In order to account for constructability, safety factors are defined to allow to stack a number of blocks in each building stage without the need for gradual backfilling. If two blocks have been stacked, the center of gravity of the stack must be within the contact surface with the lower block, if three blocks have been stacked, the center of gravity of the stack must meet these conditions, and so on. In the following, we consider n_stage construction stages where n_blocki represents the number of blocks placed in stage i = 1…n_stage, and consider stability of the freestanding stacks of blocks. The safety factors SF_{constructability,m,n} for the constructability of stage m are expressed as follows:

$\begin{array}{ll}\text{S}{\text{F}}_{\text{constructability},m,n}=\frac{L_{\text{fic},k,n}+2z_{k,n}}{L_{\text{fic},k,n}}& (22)\end{array}$

where z_k,n is the center of gravity of the group of blocks of the considered check n. L_fic,k,n is the fictitious length of the group of blocks of which the center of gravity z_k,n is calculated. This fictitious length is obtained by dividing the area of the group of blocks under consideration by the total height of the group. The index n varies from 1 to (n_{BlockinStage,m} × (n_{BlockinStage,m} − 1)). The checks are performed for overturning to both sides. For the 4-block example, this corresponds to the six safety factors listed in Table 4.

TABLE 4

Table 4. Safety factors for the constructability of the example block wall in a single stage.

3. Optimization Using Rectangular Blocks

3.1. Optimization Problem

The geometry of a block wall with rectangular blocks is uniquely defined by the number of blocks n_block in the wall, the width L_i and height t_i, and the x-coordinate of the bottom left corner of each block x_i. Therefore, the complete quay wall layout is described by the vector of design variables x:

$\begin{array}{ll}x={\left\{L;t;T]=[L_1{L}_2{L}_3\mathrm{...}{L}_n;x_2{x}_3\mathrm{...}{x}_{n-1};t_1{t}_2{t}_3\mathrm{...}{t}_{n-1}\right\}}^{\text{T}}& (23)\end{array}$

where x₁ and x_n are fixed at x₁ = 0 and x_n = 0. In addition, the height of the highest block $t_n=H_{\mathrm{\text{tot}}}-\sum _{k=1}^{n-1}{t}_k$ is not a design variable since the total height H_tot of the wall is fixed a priori. As a result, the number of design variables equals n_var = 3n_Blocks − 3.

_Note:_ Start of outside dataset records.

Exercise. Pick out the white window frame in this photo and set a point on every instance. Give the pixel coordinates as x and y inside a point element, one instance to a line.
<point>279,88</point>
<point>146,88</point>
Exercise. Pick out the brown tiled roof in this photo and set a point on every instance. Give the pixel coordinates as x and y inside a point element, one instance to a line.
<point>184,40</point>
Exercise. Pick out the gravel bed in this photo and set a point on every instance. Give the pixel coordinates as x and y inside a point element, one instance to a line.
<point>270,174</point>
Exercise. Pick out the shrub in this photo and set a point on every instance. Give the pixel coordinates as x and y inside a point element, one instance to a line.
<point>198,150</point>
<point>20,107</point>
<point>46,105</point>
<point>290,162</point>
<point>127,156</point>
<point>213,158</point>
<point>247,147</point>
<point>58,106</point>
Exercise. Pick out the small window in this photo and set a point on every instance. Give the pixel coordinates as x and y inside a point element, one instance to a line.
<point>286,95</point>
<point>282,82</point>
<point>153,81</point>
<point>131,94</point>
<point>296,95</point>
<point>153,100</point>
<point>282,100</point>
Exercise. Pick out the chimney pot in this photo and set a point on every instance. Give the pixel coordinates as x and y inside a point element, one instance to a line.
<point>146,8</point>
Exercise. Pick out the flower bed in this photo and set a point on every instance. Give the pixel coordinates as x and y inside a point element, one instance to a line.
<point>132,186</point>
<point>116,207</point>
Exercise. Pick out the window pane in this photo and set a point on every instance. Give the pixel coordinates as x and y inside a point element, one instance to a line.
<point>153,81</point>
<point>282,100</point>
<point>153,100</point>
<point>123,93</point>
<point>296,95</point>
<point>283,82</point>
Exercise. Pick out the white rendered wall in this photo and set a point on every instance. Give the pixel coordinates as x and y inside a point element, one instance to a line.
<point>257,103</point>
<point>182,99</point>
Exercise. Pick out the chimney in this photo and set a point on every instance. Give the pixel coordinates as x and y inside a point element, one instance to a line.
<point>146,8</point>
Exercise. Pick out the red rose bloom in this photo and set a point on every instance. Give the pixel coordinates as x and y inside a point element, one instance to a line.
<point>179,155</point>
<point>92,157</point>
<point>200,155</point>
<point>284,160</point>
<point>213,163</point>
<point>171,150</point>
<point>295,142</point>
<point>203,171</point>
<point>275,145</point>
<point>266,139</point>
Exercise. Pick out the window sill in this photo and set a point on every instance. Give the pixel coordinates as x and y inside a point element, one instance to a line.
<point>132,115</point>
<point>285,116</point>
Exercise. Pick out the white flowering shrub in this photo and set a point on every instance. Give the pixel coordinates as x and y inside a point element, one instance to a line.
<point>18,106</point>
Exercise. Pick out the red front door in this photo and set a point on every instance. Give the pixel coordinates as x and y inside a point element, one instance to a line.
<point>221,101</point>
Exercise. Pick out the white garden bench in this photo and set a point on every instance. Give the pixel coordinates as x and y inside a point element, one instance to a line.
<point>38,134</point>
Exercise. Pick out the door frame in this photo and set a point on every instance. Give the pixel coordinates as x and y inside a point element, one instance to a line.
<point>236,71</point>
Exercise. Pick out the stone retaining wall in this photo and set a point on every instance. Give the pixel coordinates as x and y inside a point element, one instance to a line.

The total cost of a block wall depends on many factors including logistic considerations, location of the construction site, and availability of equipment and is therefore difficult to objectively determine. Therefore, the total volume of concrete is considered as the objective function f₀ to be minimized.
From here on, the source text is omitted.